Artificial Intelligence driven Marketing Communications
Microsoft’s xCloud service, running Halo on a phone. | Photo by Nick Statt / The Verge
See the photo above? That’s not Nvidia — it’s Microsoft’s xCloud, streaming Halo to an Android phone from remote internet servers powered by AMD GPUs. Google will also be bringing its Stadia cloud gaming service to Google Pixel phones from AMD-powered servers, and you’ll be able to try both this fall.
That’s probably why AMD rival Nvidia isn’t sitting still. The graphics giant just announced it will “soon extend” its existing GeForce Now cloud gaming service to Android phones, including flagship devices from LG and Samsung.
Unfortunately, we don’t have details like “when exactly?” and “how much?” except that you won’t have to pay to try Nvidia’s service at first. Like the current GeForce Now for Mac, PC, and Nvidia’s Shield TV set-top box, it’ll be in beta when it starts out.
Like other mobile cloud gaming offerings, Nvidia says you’ll need a gamepad to take full advantage:
To take full advantage of the mobile experience, we’re recommending gaming with a Bluetooth gamepad, such as SHIELD controller, Razer Raiju Mobile, Steelseries Stratus Duo or Glap Gamepad (in Korea), as some games will be unplayable on an Android phone without a gamepad.

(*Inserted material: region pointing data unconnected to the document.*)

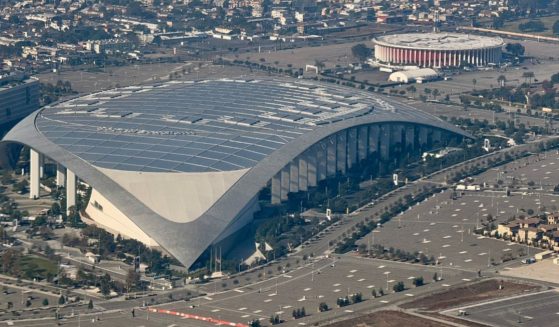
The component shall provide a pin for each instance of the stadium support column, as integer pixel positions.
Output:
(410, 135)
(362, 146)
(41, 167)
(312, 172)
(331, 156)
(70, 190)
(60, 175)
(275, 190)
(303, 173)
(284, 189)
(351, 147)
(294, 176)
(385, 142)
(373, 138)
(322, 161)
(34, 171)
(341, 154)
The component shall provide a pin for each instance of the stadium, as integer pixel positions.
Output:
(180, 165)
(437, 50)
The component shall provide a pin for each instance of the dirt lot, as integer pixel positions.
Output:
(84, 81)
(388, 319)
(463, 295)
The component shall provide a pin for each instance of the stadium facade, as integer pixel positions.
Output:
(180, 165)
(437, 50)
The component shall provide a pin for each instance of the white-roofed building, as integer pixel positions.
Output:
(414, 76)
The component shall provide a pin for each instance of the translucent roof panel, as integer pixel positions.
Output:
(204, 126)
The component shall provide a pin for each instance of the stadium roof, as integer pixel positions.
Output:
(217, 125)
(200, 128)
(439, 41)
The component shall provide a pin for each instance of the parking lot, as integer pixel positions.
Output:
(330, 279)
(538, 309)
(443, 227)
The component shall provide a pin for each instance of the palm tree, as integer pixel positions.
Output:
(412, 89)
(528, 76)
(436, 93)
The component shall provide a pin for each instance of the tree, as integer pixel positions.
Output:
(502, 80)
(399, 287)
(515, 49)
(412, 89)
(436, 93)
(528, 76)
(132, 279)
(105, 285)
(361, 52)
(418, 281)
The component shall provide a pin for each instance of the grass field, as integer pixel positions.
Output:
(547, 21)
(34, 265)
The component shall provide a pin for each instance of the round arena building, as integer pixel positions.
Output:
(437, 49)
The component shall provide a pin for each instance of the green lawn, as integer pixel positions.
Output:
(37, 266)
(548, 22)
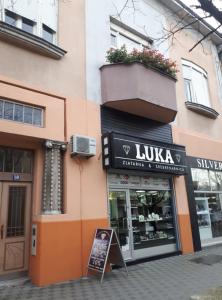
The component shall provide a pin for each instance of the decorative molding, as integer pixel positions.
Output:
(202, 109)
(21, 38)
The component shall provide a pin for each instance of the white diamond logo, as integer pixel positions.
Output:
(126, 149)
(178, 157)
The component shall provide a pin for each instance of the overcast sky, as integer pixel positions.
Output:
(217, 3)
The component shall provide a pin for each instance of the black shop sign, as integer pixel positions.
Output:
(204, 163)
(126, 152)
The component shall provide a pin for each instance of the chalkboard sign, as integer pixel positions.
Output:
(100, 248)
(105, 248)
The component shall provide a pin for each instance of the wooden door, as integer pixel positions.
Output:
(15, 208)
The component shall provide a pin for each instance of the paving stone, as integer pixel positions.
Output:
(173, 278)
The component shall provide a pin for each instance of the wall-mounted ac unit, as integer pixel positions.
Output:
(83, 145)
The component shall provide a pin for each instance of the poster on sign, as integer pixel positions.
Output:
(105, 249)
(99, 250)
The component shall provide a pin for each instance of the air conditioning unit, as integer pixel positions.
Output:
(83, 145)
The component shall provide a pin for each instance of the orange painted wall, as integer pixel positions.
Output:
(185, 233)
(62, 250)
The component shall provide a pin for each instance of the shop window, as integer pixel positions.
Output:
(47, 33)
(195, 84)
(142, 213)
(208, 197)
(13, 111)
(123, 35)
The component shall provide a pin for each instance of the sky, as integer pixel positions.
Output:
(217, 3)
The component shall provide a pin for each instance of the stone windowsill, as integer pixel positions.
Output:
(202, 110)
(30, 41)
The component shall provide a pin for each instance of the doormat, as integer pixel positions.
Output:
(208, 259)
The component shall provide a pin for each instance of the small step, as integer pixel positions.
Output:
(211, 294)
(15, 279)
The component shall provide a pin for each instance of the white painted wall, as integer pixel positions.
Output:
(149, 19)
(39, 11)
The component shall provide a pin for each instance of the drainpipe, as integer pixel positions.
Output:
(219, 50)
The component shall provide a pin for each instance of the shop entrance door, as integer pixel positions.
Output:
(120, 219)
(15, 206)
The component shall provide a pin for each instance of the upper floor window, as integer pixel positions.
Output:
(47, 33)
(121, 34)
(10, 18)
(195, 84)
(18, 112)
(33, 17)
(27, 25)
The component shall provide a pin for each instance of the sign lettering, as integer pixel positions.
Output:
(133, 153)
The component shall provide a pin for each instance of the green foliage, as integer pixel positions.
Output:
(148, 57)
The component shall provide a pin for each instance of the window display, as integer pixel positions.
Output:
(152, 218)
(143, 217)
(208, 197)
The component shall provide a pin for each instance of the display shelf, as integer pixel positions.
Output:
(203, 214)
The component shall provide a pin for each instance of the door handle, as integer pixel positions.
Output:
(2, 231)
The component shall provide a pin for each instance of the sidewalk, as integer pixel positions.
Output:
(174, 278)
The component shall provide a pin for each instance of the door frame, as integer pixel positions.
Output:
(27, 225)
(128, 254)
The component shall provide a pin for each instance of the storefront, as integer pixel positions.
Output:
(207, 185)
(142, 207)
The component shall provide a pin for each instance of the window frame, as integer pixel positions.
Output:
(118, 29)
(24, 106)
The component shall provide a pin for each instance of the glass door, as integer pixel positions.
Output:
(119, 219)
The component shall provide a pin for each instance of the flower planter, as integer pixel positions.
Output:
(139, 90)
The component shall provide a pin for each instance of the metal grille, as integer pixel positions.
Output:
(16, 211)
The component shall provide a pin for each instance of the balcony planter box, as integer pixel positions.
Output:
(139, 90)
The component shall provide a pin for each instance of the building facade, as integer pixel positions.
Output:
(155, 176)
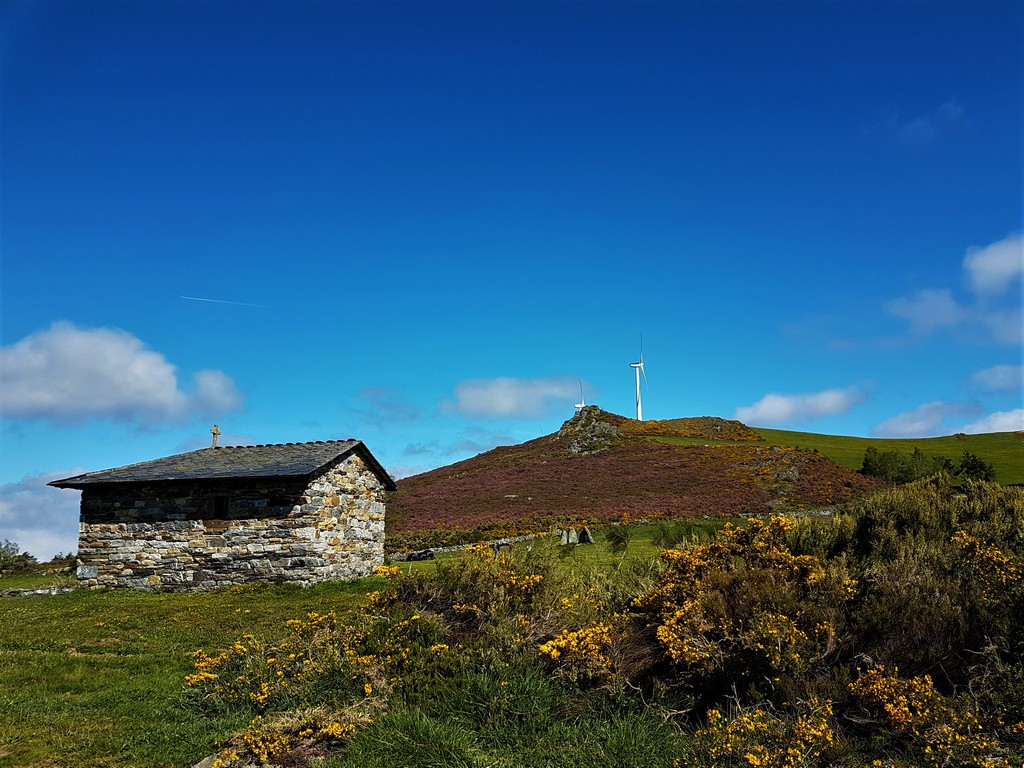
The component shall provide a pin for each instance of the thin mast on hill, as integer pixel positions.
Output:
(638, 367)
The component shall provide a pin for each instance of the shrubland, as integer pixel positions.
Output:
(890, 633)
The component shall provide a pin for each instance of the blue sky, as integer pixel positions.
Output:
(423, 224)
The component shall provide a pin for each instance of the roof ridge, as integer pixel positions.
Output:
(281, 444)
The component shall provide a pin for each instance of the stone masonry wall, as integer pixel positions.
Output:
(177, 537)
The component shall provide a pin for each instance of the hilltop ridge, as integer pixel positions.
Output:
(600, 466)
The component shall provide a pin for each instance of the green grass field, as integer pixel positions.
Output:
(94, 678)
(1005, 451)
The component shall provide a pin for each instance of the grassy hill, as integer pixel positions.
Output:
(1005, 451)
(887, 635)
(600, 466)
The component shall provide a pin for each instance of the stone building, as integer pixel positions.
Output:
(297, 512)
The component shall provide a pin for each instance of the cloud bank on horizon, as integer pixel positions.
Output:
(427, 230)
(69, 374)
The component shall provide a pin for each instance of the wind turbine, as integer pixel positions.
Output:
(638, 367)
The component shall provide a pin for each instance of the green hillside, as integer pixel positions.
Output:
(1005, 451)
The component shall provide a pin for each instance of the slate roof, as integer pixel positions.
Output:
(221, 463)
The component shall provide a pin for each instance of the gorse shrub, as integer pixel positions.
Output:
(772, 643)
(758, 737)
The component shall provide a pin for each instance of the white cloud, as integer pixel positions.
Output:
(41, 519)
(1007, 325)
(780, 409)
(993, 269)
(922, 131)
(999, 379)
(1003, 421)
(386, 408)
(399, 471)
(993, 274)
(928, 309)
(70, 374)
(510, 397)
(925, 421)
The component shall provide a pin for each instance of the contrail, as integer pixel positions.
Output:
(220, 301)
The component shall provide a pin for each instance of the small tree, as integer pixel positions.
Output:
(10, 559)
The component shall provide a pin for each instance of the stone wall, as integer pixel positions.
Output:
(177, 536)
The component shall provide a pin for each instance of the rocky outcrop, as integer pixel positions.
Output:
(590, 431)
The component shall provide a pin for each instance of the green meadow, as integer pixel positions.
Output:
(1005, 451)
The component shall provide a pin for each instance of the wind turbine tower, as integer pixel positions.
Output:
(638, 368)
(583, 401)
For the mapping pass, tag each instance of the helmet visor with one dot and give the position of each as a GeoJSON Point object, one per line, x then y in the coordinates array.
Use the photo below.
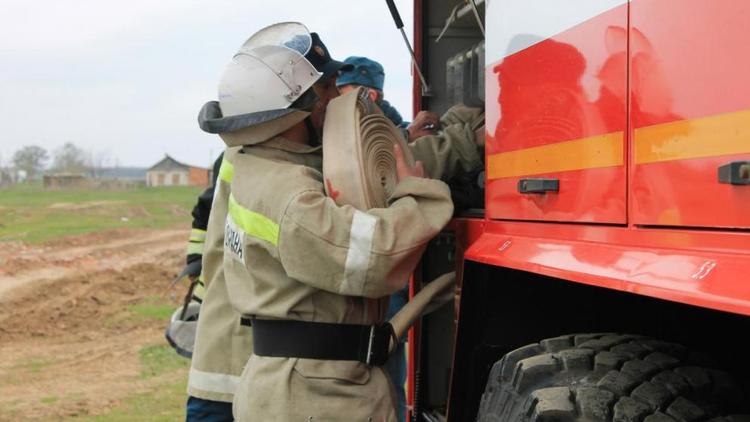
{"type": "Point", "coordinates": [292, 35]}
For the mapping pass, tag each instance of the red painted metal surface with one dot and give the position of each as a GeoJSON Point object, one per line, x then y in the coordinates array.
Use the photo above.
{"type": "Point", "coordinates": [412, 353]}
{"type": "Point", "coordinates": [690, 59]}
{"type": "Point", "coordinates": [569, 87]}
{"type": "Point", "coordinates": [699, 268]}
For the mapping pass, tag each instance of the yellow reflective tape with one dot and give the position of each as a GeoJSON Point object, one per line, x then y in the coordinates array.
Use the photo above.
{"type": "Point", "coordinates": [593, 152]}
{"type": "Point", "coordinates": [253, 223]}
{"type": "Point", "coordinates": [226, 171]}
{"type": "Point", "coordinates": [199, 291]}
{"type": "Point", "coordinates": [195, 248]}
{"type": "Point", "coordinates": [725, 134]}
{"type": "Point", "coordinates": [197, 235]}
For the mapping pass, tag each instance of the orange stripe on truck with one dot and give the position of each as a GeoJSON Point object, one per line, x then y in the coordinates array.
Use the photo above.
{"type": "Point", "coordinates": [593, 152]}
{"type": "Point", "coordinates": [723, 134]}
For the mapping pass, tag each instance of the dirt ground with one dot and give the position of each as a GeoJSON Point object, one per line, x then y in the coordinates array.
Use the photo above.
{"type": "Point", "coordinates": [74, 315]}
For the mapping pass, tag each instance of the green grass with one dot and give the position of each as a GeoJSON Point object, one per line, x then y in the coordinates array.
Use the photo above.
{"type": "Point", "coordinates": [159, 359]}
{"type": "Point", "coordinates": [49, 400]}
{"type": "Point", "coordinates": [166, 403]}
{"type": "Point", "coordinates": [147, 309]}
{"type": "Point", "coordinates": [152, 310]}
{"type": "Point", "coordinates": [33, 214]}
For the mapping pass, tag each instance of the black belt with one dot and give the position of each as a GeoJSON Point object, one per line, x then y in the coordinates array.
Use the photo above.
{"type": "Point", "coordinates": [319, 340]}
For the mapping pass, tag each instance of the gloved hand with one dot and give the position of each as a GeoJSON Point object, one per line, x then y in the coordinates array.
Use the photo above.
{"type": "Point", "coordinates": [425, 123]}
{"type": "Point", "coordinates": [182, 327]}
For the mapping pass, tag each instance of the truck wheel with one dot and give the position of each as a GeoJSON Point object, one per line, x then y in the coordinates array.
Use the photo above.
{"type": "Point", "coordinates": [608, 377]}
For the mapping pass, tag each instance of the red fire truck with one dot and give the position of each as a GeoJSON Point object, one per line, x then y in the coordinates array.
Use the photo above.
{"type": "Point", "coordinates": [604, 266]}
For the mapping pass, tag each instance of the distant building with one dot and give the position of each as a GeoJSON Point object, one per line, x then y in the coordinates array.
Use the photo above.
{"type": "Point", "coordinates": [65, 180]}
{"type": "Point", "coordinates": [170, 172]}
{"type": "Point", "coordinates": [6, 177]}
{"type": "Point", "coordinates": [122, 173]}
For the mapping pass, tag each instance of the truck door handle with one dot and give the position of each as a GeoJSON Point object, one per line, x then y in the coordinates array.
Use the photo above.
{"type": "Point", "coordinates": [537, 185]}
{"type": "Point", "coordinates": [735, 173]}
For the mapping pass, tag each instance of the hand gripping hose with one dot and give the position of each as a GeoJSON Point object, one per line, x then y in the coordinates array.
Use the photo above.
{"type": "Point", "coordinates": [358, 162]}
{"type": "Point", "coordinates": [359, 169]}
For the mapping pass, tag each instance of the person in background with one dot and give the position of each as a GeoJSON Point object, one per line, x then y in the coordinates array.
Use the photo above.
{"type": "Point", "coordinates": [369, 73]}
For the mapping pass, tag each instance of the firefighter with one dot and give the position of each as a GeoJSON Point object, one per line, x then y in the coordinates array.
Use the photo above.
{"type": "Point", "coordinates": [224, 339]}
{"type": "Point", "coordinates": [369, 73]}
{"type": "Point", "coordinates": [315, 277]}
{"type": "Point", "coordinates": [180, 332]}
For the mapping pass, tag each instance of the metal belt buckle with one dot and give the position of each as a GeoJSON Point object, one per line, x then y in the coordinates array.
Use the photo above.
{"type": "Point", "coordinates": [377, 345]}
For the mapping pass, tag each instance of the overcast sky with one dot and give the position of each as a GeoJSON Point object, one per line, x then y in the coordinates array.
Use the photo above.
{"type": "Point", "coordinates": [126, 79]}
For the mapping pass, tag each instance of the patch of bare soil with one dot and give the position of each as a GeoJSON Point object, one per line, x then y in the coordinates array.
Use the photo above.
{"type": "Point", "coordinates": [65, 348]}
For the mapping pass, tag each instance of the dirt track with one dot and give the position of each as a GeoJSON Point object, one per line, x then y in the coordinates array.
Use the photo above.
{"type": "Point", "coordinates": [67, 343]}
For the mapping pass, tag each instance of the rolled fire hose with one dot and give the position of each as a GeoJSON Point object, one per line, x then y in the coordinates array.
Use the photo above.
{"type": "Point", "coordinates": [432, 296]}
{"type": "Point", "coordinates": [359, 166]}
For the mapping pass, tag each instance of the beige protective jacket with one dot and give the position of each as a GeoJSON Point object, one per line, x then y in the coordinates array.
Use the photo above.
{"type": "Point", "coordinates": [222, 345]}
{"type": "Point", "coordinates": [292, 253]}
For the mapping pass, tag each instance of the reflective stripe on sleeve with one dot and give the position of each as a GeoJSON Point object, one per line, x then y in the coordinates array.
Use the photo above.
{"type": "Point", "coordinates": [213, 382]}
{"type": "Point", "coordinates": [226, 171]}
{"type": "Point", "coordinates": [252, 223]}
{"type": "Point", "coordinates": [358, 256]}
{"type": "Point", "coordinates": [197, 235]}
{"type": "Point", "coordinates": [199, 292]}
{"type": "Point", "coordinates": [195, 248]}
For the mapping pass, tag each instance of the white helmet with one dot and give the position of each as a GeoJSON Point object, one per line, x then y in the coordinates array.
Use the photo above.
{"type": "Point", "coordinates": [270, 71]}
{"type": "Point", "coordinates": [265, 89]}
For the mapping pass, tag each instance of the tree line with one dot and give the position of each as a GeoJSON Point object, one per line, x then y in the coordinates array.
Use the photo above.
{"type": "Point", "coordinates": [33, 160]}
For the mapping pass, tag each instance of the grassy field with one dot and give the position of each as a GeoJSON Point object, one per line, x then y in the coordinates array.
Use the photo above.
{"type": "Point", "coordinates": [34, 214]}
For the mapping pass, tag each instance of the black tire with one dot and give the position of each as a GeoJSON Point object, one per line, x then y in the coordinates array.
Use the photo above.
{"type": "Point", "coordinates": [605, 378]}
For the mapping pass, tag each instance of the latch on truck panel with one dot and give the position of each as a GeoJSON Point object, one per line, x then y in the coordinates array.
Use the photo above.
{"type": "Point", "coordinates": [735, 173]}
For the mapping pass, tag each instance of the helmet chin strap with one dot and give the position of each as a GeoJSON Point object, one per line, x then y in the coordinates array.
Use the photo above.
{"type": "Point", "coordinates": [312, 135]}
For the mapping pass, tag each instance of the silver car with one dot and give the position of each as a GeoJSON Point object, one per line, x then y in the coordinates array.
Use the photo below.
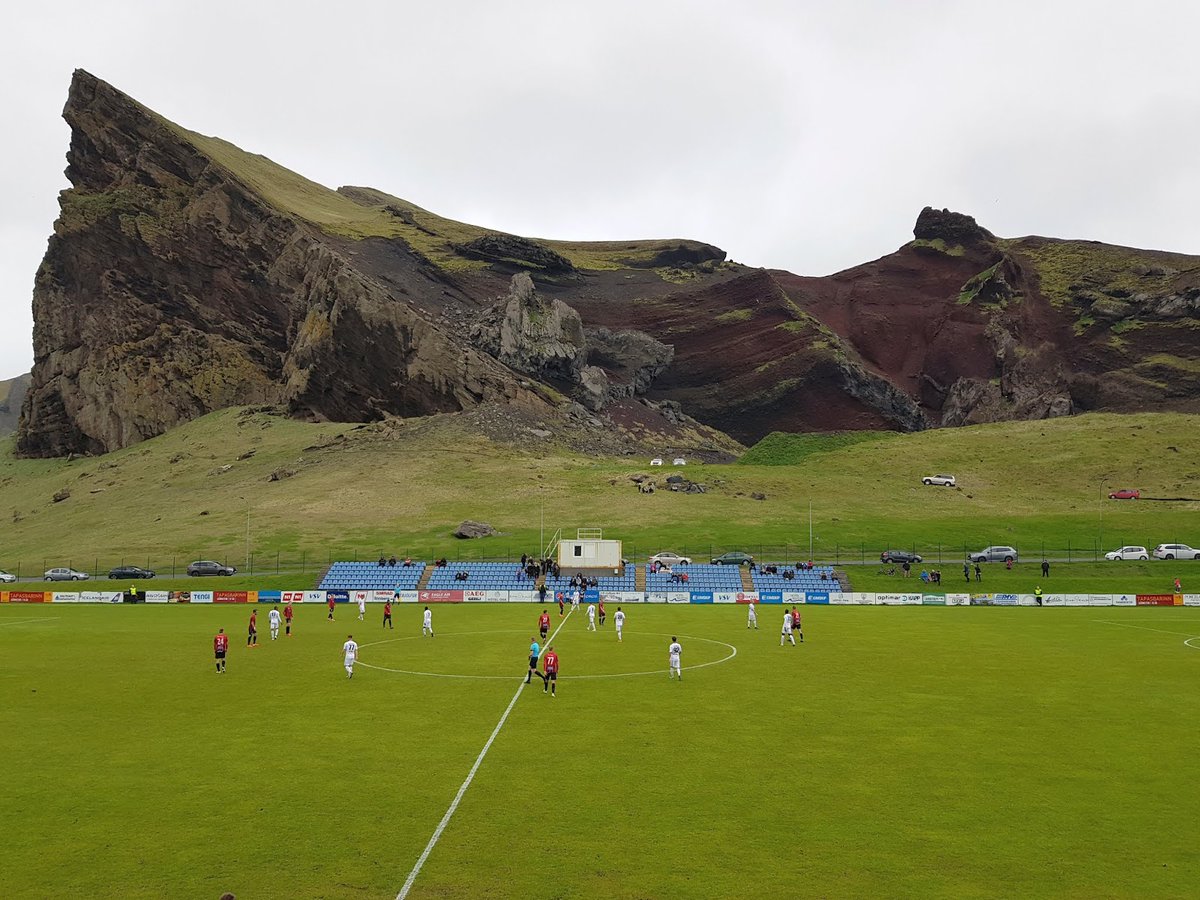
{"type": "Point", "coordinates": [65, 575]}
{"type": "Point", "coordinates": [995, 555]}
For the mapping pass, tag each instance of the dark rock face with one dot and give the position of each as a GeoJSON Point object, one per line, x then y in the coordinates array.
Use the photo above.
{"type": "Point", "coordinates": [171, 289]}
{"type": "Point", "coordinates": [951, 227]}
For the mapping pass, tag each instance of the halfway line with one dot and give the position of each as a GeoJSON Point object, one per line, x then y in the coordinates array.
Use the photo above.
{"type": "Point", "coordinates": [471, 777]}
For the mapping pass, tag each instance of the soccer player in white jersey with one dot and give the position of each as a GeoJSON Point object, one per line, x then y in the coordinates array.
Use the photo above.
{"type": "Point", "coordinates": [673, 652]}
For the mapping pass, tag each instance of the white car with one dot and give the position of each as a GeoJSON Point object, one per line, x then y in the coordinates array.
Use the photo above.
{"type": "Point", "coordinates": [65, 575]}
{"type": "Point", "coordinates": [1128, 553]}
{"type": "Point", "coordinates": [1176, 551]}
{"type": "Point", "coordinates": [669, 558]}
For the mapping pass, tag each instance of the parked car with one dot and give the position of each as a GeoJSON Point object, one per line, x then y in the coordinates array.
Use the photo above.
{"type": "Point", "coordinates": [130, 571]}
{"type": "Point", "coordinates": [947, 480]}
{"type": "Point", "coordinates": [735, 557]}
{"type": "Point", "coordinates": [65, 575]}
{"type": "Point", "coordinates": [1176, 551]}
{"type": "Point", "coordinates": [994, 555]}
{"type": "Point", "coordinates": [1128, 553]}
{"type": "Point", "coordinates": [207, 567]}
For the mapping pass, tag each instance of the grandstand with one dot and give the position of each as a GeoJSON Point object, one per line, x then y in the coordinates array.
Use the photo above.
{"type": "Point", "coordinates": [809, 580]}
{"type": "Point", "coordinates": [372, 576]}
{"type": "Point", "coordinates": [701, 576]}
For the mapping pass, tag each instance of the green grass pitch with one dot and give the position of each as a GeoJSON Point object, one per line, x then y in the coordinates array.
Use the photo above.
{"type": "Point", "coordinates": [949, 753]}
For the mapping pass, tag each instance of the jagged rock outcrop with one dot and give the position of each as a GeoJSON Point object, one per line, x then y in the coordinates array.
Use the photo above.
{"type": "Point", "coordinates": [951, 227]}
{"type": "Point", "coordinates": [171, 288]}
{"type": "Point", "coordinates": [186, 275]}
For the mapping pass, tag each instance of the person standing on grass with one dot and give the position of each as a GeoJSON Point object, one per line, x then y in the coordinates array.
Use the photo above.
{"type": "Point", "coordinates": [786, 634]}
{"type": "Point", "coordinates": [220, 647]}
{"type": "Point", "coordinates": [534, 653]}
{"type": "Point", "coordinates": [550, 661]}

It’s not much of a stretch for Nvidia to bring the service to Android phones, by the way. In another life, Nvidia’s GeForce Grid first came to the Android-based Nvidia Shield portable gaming console, and it’s been running on the Nvidia Shield TV, which runs Android TV, for years. On Mac and PC, the invite-only beta of GeForce Now has proven to be pretty impressive at streaming games over the internet, at least if you’ve got an excellent Wi-Fi or Ethernet connection and live relatively near a server — I’ve been beating bosses in the downright masochistic Sekiro: Shadows Die Twice using GeForce Now, syncing progress to Steam as I go.
Whether it’ll work over LTE or 5G cellular connections is another question, though. And I’m curious how Nvidia might make the economics work if it tries to actually make money from the service and not just, you know, run betas forever.
Recently, Nvidia partnered with Softbank and LG’s U+ to bring GeForce Now to Japan and Korea — it was previously available in North America and Europe — and it’s been rolling out newer servers powered by its RTX graphics cards in California and Germany to add additional performance.